А в другой? В отношении товарища Лапшина Валентина Александровича? Тут Алахватов шумно вздыхал. Да, с Лапшиным поторопились, и пусть нас наказывают (тактика Алахватова, если только к нему применимо столь тонкое понятие, как «тактика», состояла в том, что он ни под каким предлогом не соглашался отделить грешного автора от безгрешного, в сущности, замредактора, имевшего неосторожность допустить в горячке работы некоторый недосмотр), пусть нас наказывают, гремел Алахватов не знаю уж в каких кабинетах, но сначала выясним, кто еще пользовался щедротами рачительного директора. Кому именно давались безымянные записки? Это взрывоопасный вопрос, но Алахватов задал его не дрогнув. И здесь обнаружилось, что никаких записок нет. Да-да! Те самые директорские шпаргалки, которые как зеницу ока хранил в заколотом булавкой нагрудном кармане дальновидный старик, таинственно исчезли. Детектив! Обожаемый Эльвирой жанр — именно им, как видите, повеяло со страниц моей бесхитростной повести…
Но сперва, дабы не забыть, я назову вторую допущенную мною неточность. Она касается утверждения, что Алахватов ничего, кроме традиционных скандалов из-за прилагательных, не увидит от меня. Это не так. Не предвидится в ближайшем будущем никаких скандалов, ибо я справедливо низведен в отдел информации с понижением оклада на двадцать рублей, что сразу же было отмечено этажным администратором. Не столько даже это, сколько резкое снижение гонорарной прибавки к зарплате.
Я не ропщу. Я даже благодарен судьбе в образе Алахватова за то, что она обошлась со мной столь милосердно. Вот только какие в отделе информации прилагательные? Отводя душу, изрядно развращенную литературными упражнениями, я засел за эту «Подготовительную тетрадь» взамен другой, которую мне, может быть, стоило бы начать по примеру своего бывшего соседа и скрупулезно вести до победного финиша.

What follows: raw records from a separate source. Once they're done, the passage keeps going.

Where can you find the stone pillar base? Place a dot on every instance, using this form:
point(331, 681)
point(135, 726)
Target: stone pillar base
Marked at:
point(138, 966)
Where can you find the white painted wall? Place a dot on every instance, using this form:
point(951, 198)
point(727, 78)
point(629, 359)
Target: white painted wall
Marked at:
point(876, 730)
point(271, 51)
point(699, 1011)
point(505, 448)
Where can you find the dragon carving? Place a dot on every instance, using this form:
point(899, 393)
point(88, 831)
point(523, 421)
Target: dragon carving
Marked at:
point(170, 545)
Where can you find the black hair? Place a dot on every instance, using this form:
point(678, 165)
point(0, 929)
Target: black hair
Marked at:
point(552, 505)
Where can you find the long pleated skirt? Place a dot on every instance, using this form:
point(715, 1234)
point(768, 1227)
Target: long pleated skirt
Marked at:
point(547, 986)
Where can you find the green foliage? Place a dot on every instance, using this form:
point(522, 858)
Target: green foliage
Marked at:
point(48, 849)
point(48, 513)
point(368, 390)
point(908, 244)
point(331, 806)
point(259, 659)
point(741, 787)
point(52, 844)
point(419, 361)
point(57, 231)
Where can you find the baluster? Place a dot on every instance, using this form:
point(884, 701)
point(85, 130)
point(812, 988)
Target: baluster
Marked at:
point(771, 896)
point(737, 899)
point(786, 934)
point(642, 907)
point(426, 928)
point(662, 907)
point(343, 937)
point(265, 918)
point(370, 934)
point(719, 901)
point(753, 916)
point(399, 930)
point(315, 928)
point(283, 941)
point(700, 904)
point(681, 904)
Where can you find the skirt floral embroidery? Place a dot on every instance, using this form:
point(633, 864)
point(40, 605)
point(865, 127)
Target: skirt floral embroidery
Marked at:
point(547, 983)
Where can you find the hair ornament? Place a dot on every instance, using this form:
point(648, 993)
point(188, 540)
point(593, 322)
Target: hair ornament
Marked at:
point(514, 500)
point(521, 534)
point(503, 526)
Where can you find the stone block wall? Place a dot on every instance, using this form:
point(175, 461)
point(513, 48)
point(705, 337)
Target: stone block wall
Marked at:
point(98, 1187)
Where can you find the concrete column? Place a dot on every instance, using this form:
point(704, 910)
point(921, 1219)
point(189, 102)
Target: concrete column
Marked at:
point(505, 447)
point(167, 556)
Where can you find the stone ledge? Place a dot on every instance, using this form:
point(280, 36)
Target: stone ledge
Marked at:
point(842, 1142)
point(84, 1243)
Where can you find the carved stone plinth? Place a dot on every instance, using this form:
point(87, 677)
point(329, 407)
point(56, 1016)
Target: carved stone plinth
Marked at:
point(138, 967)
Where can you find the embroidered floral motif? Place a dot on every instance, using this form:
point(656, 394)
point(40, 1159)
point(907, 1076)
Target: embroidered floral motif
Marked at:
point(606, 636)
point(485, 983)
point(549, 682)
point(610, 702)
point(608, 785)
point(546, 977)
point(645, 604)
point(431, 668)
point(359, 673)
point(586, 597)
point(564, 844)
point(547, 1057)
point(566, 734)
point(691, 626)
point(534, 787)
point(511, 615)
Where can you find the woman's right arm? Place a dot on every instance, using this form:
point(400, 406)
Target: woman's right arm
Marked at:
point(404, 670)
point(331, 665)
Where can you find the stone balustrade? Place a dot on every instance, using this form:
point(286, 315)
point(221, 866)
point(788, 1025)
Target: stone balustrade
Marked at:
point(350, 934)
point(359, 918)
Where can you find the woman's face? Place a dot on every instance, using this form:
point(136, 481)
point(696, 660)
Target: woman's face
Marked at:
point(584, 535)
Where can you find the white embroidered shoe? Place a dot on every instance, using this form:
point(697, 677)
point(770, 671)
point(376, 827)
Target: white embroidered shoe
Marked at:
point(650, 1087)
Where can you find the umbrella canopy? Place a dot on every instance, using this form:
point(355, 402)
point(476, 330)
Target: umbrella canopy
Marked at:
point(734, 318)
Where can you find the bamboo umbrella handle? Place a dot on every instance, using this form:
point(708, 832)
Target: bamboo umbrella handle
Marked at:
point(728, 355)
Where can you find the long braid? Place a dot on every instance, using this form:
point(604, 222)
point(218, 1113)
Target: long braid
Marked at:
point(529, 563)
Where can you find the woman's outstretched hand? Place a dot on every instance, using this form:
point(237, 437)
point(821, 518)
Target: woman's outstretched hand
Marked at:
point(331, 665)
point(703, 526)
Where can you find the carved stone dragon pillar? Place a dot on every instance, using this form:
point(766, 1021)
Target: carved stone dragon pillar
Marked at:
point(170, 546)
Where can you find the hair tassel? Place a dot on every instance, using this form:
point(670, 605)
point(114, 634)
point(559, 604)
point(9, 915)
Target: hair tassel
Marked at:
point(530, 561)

Свечкин наглядно доказал, что с помощью системы можно одержать победу над чем угодно, в том числе и над самим собою. Вот он ведь избавился от страха смерти, который я изуверски нагнетал в течение многих дней, — так и я, пожалуй, сумел бы освободить себя от Эльвиры, обстоятельно доказывая пункт за пунктом, что эта ветреная девица недостойна любви, поскольку:
а) неумна;
б) внешние данные оставляют желать лучшего;
в) эгоистична
и так далее, до самой буквы «я», включая мягкий и твердый знаки. В результате у меня, может быть, перестало бы обмирать сердце, когда я углядывал в толпе длиннополое, с кокетливым хлястиком, отделанное мехом пальто кофейного цвета, причем напрасно обмирать, потому что всякий раз это оказывалась не она.
…Итак, записки исчезли. Те самые, что когда-то Иван Петрович принес мне в редакцию. Число их не увеличилось за истекшие недели, поскольку стоило газете выказать интерес к этому делу, как всякие благодетельствования прекратились.
— Вы точно помните, что положили их в шкаф?
Это, конечно, был идиотский вопрос. Не только шкаф — весь дом перевернул несчастный старик.
На него жалко было смотреть. Седые брови поникли, рот запал, а взгляд, которым он посмотрел на меня, без предисловий делая свое ужасное сообщение, выражал тоску и готовность принять любую кару. Без предисловий! Даже тут он не снизошел до того, чтобы суесловить и оправдываться. Я пожал ему руку.
Следовало отдать должное неведомому врагу — удар его был точен безукоризненно. Точен настолько, что другого уже и не требовалось: противник, то бишь я и все иже со мною, лежал поверженный. Точен, неожидан и прост до гениальности. Знакомую руку узнавал я…
Вы, конечно, понимаете, к чему я клоню. Однако никаких неопровержимых фактов у меня и поныне нет. Так, одни догадки. Поэтому я сделаю вот что. Конспективно перечислю все «за» и все «против», и тогда посмотрим, какая чаша перевесит.
ЗА. (Имеется в виду з а версию, которая без всяких предварительных изысканий зародилась в моем мозгу и подвигла меня на действия, о которых я расскажу ниже.)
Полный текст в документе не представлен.